- Born: Lisa Marie Armstrong 25 October 1976 (age 49) Oxford, Oxfordshire, England
- Occupations: Make-up artist, actress, singer
- Years active: 1994–present
- Spouse: Ant McPartlin ​ ​(m. 2006; div. 2018)​

= Lisa Armstrong (make-up artist) =

British vocalist and make-up artist (born 1976)

Lisa Marie Armstrong (born 25 October 1976) is a former member of pop band Deuce and was make-up artist for the ITV programme This Morning, until becoming make-up supervisor for the ITV quiz show Pick Me and ITV prime-time entertainment series Ant & Dec's Saturday Night Takeaway.

==Early life==
Armstrong was born and brought up in Blackbird Leys, Oxford, England, living with her parents and one older brother Stephen. She attended Peers School, Oxford, but at the age of 14 won a place at BRIT School for Performing Arts & Technology in Croydon, south London.

==Career==
Armstrong started her career as a dancer from an early age but when her friend, Kelly O'Keefe had work experience with a music management company and was asked to put together a group, she joined Deuce alongside Kelly O'Keefe, Craig Young and Paul Holmes. Their debut single, "Call It Love" was released in January 1995, entered the UK charts at number 21 and worked its way up to peak at number 11. The group went on to release two more singles and an album before O'Keefe decided to leave the group in November 1995 and the group were dropped from their label. The group decided to continue on a new label and O'Keefe was replaced by Amanda Perkins, for one single, before they disbanded.

She then chose to train as a make-up artist, writing a column for Cosmopolitan magazine before becoming the make-up artist for many British television shows such as The X Factor, Britain's Got Talent and many of Ant & Dec's shows. Armstrong was also the make-up expert on This Morning, giving makeovers and short make-up tutorials.

She is now head of make-up and hair for BBC One's Strictly Come Dancing.

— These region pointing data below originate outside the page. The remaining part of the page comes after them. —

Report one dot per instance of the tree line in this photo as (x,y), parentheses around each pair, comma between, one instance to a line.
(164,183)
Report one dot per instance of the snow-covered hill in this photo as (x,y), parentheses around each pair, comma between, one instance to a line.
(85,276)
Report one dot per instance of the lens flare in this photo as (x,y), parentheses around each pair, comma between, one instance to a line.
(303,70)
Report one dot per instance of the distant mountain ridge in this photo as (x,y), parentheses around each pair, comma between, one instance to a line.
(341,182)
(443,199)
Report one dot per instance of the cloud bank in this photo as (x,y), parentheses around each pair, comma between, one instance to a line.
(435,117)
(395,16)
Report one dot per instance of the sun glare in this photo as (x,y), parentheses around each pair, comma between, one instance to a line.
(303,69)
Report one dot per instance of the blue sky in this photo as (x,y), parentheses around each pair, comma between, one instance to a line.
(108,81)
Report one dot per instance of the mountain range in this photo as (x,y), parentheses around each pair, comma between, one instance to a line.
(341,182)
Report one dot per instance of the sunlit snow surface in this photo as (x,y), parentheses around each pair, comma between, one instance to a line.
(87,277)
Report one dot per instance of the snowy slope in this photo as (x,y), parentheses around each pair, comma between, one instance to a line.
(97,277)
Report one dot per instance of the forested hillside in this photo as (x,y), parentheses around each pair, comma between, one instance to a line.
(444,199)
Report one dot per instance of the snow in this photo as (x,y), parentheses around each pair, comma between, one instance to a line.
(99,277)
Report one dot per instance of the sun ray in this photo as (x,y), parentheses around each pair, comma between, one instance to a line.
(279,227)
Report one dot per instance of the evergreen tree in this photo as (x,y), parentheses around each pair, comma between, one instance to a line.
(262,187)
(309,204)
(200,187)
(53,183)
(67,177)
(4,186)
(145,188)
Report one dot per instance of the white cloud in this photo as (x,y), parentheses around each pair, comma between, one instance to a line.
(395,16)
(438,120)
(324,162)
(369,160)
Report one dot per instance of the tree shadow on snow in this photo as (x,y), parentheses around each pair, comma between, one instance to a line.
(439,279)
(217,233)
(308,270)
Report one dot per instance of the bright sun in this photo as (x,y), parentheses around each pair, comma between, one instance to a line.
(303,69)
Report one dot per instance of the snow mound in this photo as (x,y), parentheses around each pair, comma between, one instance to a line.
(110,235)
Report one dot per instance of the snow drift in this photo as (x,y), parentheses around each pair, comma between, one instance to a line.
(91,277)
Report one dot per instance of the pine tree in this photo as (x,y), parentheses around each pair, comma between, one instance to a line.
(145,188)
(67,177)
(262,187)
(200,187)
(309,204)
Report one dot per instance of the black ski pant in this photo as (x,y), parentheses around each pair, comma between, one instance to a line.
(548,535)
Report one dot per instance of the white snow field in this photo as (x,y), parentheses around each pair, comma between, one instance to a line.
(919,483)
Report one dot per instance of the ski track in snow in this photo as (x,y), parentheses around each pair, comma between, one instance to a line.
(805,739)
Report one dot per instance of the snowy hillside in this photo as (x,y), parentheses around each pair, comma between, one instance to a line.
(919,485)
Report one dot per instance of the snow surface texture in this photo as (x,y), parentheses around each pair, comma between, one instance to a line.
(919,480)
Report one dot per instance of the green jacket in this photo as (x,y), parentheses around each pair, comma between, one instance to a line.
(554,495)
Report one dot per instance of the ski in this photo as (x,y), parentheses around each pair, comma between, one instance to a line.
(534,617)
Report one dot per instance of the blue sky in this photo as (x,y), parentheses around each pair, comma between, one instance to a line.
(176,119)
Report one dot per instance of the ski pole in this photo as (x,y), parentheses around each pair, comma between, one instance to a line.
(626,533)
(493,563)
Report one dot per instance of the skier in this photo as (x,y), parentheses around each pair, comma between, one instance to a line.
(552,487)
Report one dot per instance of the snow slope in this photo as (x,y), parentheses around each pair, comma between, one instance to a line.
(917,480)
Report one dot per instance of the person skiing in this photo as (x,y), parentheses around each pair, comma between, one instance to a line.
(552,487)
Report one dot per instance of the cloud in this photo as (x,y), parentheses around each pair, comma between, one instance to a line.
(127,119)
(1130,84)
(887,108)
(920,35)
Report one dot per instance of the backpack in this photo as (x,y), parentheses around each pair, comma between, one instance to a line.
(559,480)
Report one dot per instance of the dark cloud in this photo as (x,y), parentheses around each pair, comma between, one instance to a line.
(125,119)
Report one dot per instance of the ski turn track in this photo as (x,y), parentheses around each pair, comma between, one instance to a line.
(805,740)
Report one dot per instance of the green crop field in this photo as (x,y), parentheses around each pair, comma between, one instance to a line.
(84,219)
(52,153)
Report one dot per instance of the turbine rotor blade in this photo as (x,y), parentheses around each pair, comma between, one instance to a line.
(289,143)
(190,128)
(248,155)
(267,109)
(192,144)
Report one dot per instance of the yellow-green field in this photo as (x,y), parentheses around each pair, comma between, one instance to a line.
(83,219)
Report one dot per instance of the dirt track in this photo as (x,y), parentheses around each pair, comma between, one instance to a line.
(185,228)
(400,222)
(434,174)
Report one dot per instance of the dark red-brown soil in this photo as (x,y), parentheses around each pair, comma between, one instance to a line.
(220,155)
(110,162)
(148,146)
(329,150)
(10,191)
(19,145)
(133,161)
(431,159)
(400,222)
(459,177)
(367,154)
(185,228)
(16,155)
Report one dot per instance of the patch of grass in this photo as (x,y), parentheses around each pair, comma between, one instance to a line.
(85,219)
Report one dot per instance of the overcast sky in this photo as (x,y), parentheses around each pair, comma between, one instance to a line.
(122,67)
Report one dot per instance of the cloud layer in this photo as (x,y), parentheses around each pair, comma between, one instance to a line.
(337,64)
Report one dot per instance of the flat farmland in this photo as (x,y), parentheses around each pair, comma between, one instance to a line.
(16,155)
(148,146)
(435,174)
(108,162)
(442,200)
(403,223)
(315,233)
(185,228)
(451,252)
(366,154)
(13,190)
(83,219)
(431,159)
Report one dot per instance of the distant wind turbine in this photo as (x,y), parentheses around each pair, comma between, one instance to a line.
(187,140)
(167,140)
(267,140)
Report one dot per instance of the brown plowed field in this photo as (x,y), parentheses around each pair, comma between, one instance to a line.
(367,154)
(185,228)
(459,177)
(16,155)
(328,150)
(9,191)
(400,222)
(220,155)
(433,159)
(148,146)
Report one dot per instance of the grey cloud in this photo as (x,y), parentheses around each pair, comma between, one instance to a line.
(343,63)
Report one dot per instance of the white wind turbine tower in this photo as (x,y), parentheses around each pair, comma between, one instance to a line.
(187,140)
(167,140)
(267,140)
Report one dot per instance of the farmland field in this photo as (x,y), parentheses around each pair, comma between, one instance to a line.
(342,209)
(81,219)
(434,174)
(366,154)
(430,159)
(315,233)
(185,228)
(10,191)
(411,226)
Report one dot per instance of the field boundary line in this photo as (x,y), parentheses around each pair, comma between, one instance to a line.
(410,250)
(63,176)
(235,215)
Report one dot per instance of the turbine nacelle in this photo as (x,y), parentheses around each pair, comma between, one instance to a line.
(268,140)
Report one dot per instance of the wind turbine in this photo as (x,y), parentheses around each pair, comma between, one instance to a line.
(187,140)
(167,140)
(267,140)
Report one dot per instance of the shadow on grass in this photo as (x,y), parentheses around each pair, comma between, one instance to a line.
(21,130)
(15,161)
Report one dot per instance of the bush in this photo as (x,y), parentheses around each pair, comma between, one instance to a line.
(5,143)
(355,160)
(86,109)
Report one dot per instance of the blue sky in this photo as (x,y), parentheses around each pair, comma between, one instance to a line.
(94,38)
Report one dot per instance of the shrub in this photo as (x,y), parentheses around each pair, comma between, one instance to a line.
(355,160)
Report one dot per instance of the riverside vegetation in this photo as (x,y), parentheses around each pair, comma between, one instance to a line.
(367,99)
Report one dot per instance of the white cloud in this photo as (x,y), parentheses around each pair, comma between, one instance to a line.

In 2020, she was one of the Guest Judges on make up competition show Glow Up: Britain's Next Make-Up Star on Series 2, Episode 6.

==Personal life==
On 22 July 2006 to January 2018, Armstrong was married to tv presenter Ant McPartlin. They were married at Cliveden, a country house hotel in Buckinghamshire. The couple announced in January 2018 that they were divorcing.